[MUD-Dev] MMORPG/MMOG P2P design

Amanda Walker amanda at alfar.com
Tue Mar 4 19:45:01 New Zealand Daylight Time 2003


On Monday, March 3, 2003, at 04:35  AM, Crosbie Fitch wrote:

> The term 'high-level character' is full of MUD like overtones and
> the way MUDs are designed.

> Maybe I should leave the MUD-Dev list, but there's no other list I
> know of where this kind of thing could be discussed. Unless anyone
> here knows different?

Well, at least a few of us have been exploring non-RPG stuff.  I
know that Jon and Tamzen (anyone remember MeetingSpace?) are still
around, as are at least one of the There.com developers, and a bunch
of us experimenters.

> Yep. I'm not really trying to convert MUDders, e.g. to say that
> there's a better platform for MUDs. I'm saying there's a more
> scalable platform for MMOGs.

I agree with that, although I think there is a middle ground between
"one big central administrative domain" and "every machine for
itself".

I think that looking at things like the WWW can offer some insight.
For example, despite efforts by some very large vendors, there's no
central authorization framework.  You authorize to particular parts
of the WWW in order to use or change content, but the authorizations
I hold for my bank, my own web/mail server, and the New York Times
web site are all separate.  There's no central store of attributes
about me at all.

I don't see any reason that a MMOVR environment couldn't be built on
the same principles, as I think we've discussed in past threads.
It's the "G" part that poses a problem, not the MMO part.  This
argument goes all the way back to the age-old disagreement about
whether MUD itself means "multi user dungeon" or "multi user
dimension".

Right now, online games fall into two categories: skill-based (FPS,
online blackjack & poker, whatever) and past-achievement-based (most
'loot & level' RPGs).  The latter, by its nature, relies on securely
storing a record of past achievement (level, inventory, etc.), while
skill-based ones do not.  They *can*, as ranking services do, but
it's not integral to the game.  I can enjoy chess without knowing or
caring what my rating is, for example.  I can't enjoy EQ without
knowing or caring what my level, stats, equipment, guild, etc. are.
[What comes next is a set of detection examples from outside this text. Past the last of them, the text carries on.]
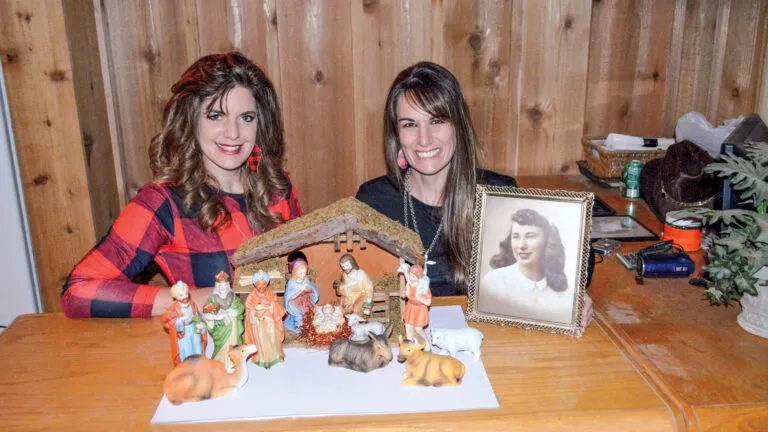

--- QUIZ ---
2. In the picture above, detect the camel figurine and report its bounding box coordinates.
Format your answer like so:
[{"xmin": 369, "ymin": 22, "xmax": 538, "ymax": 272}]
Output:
[
  {"xmin": 163, "ymin": 345, "xmax": 257, "ymax": 405},
  {"xmin": 397, "ymin": 335, "xmax": 465, "ymax": 387}
]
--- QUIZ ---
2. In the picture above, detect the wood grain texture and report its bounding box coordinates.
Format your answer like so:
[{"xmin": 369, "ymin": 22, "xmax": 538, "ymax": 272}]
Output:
[
  {"xmin": 0, "ymin": 298, "xmax": 674, "ymax": 431},
  {"xmin": 0, "ymin": 1, "xmax": 95, "ymax": 311},
  {"xmin": 585, "ymin": 0, "xmax": 675, "ymax": 136},
  {"xmin": 715, "ymin": 0, "xmax": 768, "ymax": 122},
  {"xmin": 277, "ymin": 0, "xmax": 358, "ymax": 210},
  {"xmin": 7, "ymin": 0, "xmax": 768, "ymax": 318},
  {"xmin": 518, "ymin": 176, "xmax": 768, "ymax": 431},
  {"xmin": 443, "ymin": 1, "xmax": 520, "ymax": 176},
  {"xmin": 672, "ymin": 1, "xmax": 722, "ymax": 119},
  {"xmin": 351, "ymin": 1, "xmax": 431, "ymax": 184},
  {"xmin": 62, "ymin": 0, "xmax": 125, "ymax": 238},
  {"xmin": 517, "ymin": 0, "xmax": 591, "ymax": 174}
]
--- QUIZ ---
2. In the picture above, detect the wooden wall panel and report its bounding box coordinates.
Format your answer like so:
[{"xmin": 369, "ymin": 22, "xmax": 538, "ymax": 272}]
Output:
[
  {"xmin": 0, "ymin": 0, "xmax": 95, "ymax": 312},
  {"xmin": 277, "ymin": 0, "xmax": 357, "ymax": 210},
  {"xmin": 673, "ymin": 0, "xmax": 722, "ymax": 125},
  {"xmin": 351, "ymin": 1, "xmax": 431, "ymax": 184},
  {"xmin": 443, "ymin": 0, "xmax": 522, "ymax": 174},
  {"xmin": 62, "ymin": 0, "xmax": 125, "ymax": 238},
  {"xmin": 585, "ymin": 0, "xmax": 675, "ymax": 135},
  {"xmin": 711, "ymin": 0, "xmax": 768, "ymax": 122},
  {"xmin": 517, "ymin": 0, "xmax": 590, "ymax": 174},
  {"xmin": 0, "ymin": 0, "xmax": 768, "ymax": 307}
]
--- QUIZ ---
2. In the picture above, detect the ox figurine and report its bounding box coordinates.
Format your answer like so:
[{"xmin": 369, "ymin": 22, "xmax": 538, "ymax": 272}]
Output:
[{"xmin": 328, "ymin": 326, "xmax": 392, "ymax": 372}]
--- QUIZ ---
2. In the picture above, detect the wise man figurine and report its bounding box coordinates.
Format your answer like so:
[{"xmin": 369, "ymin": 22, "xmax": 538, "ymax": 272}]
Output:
[
  {"xmin": 244, "ymin": 270, "xmax": 285, "ymax": 369},
  {"xmin": 162, "ymin": 281, "xmax": 207, "ymax": 366},
  {"xmin": 333, "ymin": 254, "xmax": 373, "ymax": 317},
  {"xmin": 203, "ymin": 271, "xmax": 245, "ymax": 371}
]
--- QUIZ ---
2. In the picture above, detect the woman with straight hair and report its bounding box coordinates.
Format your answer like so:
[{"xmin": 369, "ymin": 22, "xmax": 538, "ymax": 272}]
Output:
[
  {"xmin": 357, "ymin": 62, "xmax": 516, "ymax": 296},
  {"xmin": 357, "ymin": 61, "xmax": 592, "ymax": 327},
  {"xmin": 61, "ymin": 52, "xmax": 301, "ymax": 318}
]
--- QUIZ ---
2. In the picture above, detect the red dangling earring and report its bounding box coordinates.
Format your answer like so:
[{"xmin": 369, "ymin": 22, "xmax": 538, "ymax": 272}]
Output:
[
  {"xmin": 397, "ymin": 149, "xmax": 408, "ymax": 169},
  {"xmin": 248, "ymin": 145, "xmax": 261, "ymax": 173}
]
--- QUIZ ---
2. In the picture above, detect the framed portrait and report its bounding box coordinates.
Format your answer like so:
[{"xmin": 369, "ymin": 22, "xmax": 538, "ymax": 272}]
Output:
[{"xmin": 467, "ymin": 185, "xmax": 595, "ymax": 337}]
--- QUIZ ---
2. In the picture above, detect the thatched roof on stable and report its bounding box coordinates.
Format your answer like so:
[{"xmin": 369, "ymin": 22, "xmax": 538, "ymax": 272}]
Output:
[{"xmin": 232, "ymin": 197, "xmax": 424, "ymax": 267}]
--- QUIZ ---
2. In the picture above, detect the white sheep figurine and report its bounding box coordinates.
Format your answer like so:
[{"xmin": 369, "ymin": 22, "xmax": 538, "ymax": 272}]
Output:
[
  {"xmin": 431, "ymin": 327, "xmax": 483, "ymax": 361},
  {"xmin": 345, "ymin": 313, "xmax": 386, "ymax": 341}
]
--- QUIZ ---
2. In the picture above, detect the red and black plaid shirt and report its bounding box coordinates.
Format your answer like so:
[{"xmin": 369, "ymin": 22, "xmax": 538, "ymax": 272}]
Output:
[{"xmin": 61, "ymin": 183, "xmax": 301, "ymax": 318}]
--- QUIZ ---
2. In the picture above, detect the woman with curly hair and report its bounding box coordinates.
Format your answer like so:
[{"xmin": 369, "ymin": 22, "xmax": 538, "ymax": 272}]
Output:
[
  {"xmin": 478, "ymin": 209, "xmax": 573, "ymax": 323},
  {"xmin": 61, "ymin": 52, "xmax": 301, "ymax": 317}
]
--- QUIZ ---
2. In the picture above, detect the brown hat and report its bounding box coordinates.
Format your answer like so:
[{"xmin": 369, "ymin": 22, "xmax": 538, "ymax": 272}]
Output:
[{"xmin": 640, "ymin": 141, "xmax": 719, "ymax": 221}]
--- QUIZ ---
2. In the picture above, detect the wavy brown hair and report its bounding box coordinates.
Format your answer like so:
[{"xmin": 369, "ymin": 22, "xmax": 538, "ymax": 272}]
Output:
[
  {"xmin": 490, "ymin": 209, "xmax": 568, "ymax": 291},
  {"xmin": 384, "ymin": 62, "xmax": 478, "ymax": 293},
  {"xmin": 149, "ymin": 52, "xmax": 290, "ymax": 232}
]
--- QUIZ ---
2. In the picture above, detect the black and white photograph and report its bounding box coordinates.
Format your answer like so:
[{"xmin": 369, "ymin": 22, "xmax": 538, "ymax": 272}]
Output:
[{"xmin": 468, "ymin": 187, "xmax": 594, "ymax": 333}]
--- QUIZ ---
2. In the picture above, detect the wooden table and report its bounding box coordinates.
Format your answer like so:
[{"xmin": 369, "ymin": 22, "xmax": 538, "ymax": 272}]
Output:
[
  {"xmin": 0, "ymin": 176, "xmax": 768, "ymax": 431},
  {"xmin": 519, "ymin": 176, "xmax": 768, "ymax": 431}
]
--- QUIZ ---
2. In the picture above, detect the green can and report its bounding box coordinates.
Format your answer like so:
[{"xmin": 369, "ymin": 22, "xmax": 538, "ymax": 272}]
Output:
[{"xmin": 621, "ymin": 160, "xmax": 643, "ymax": 199}]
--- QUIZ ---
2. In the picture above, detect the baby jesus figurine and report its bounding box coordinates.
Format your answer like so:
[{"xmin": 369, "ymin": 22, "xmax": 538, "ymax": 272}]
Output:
[{"xmin": 312, "ymin": 303, "xmax": 344, "ymax": 334}]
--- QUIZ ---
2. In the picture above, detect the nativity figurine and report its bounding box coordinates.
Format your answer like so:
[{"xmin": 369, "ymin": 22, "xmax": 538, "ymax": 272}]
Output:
[
  {"xmin": 400, "ymin": 264, "xmax": 432, "ymax": 351},
  {"xmin": 244, "ymin": 270, "xmax": 285, "ymax": 369},
  {"xmin": 163, "ymin": 345, "xmax": 256, "ymax": 405},
  {"xmin": 312, "ymin": 303, "xmax": 344, "ymax": 334},
  {"xmin": 284, "ymin": 259, "xmax": 320, "ymax": 333},
  {"xmin": 203, "ymin": 271, "xmax": 245, "ymax": 371},
  {"xmin": 162, "ymin": 281, "xmax": 207, "ymax": 366},
  {"xmin": 333, "ymin": 254, "xmax": 373, "ymax": 317},
  {"xmin": 397, "ymin": 335, "xmax": 466, "ymax": 387}
]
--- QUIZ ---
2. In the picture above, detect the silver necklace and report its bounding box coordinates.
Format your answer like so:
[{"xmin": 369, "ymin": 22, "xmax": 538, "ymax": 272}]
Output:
[{"xmin": 403, "ymin": 169, "xmax": 443, "ymax": 264}]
Personally, I think that skill-based is the way to go.  FPSs don't
scale, but integrating an FPS hosting service (like Recon or some
such) with an MMO game would be a natural way to implement sports
arenas and such in an MMO context.  Not all skill based games are
based on ping times and fine motor coordination, either.  I've seen
acquaintances spend hours playing little Flash-based word games,
Tetris, etc. without a rocket launcher in sight.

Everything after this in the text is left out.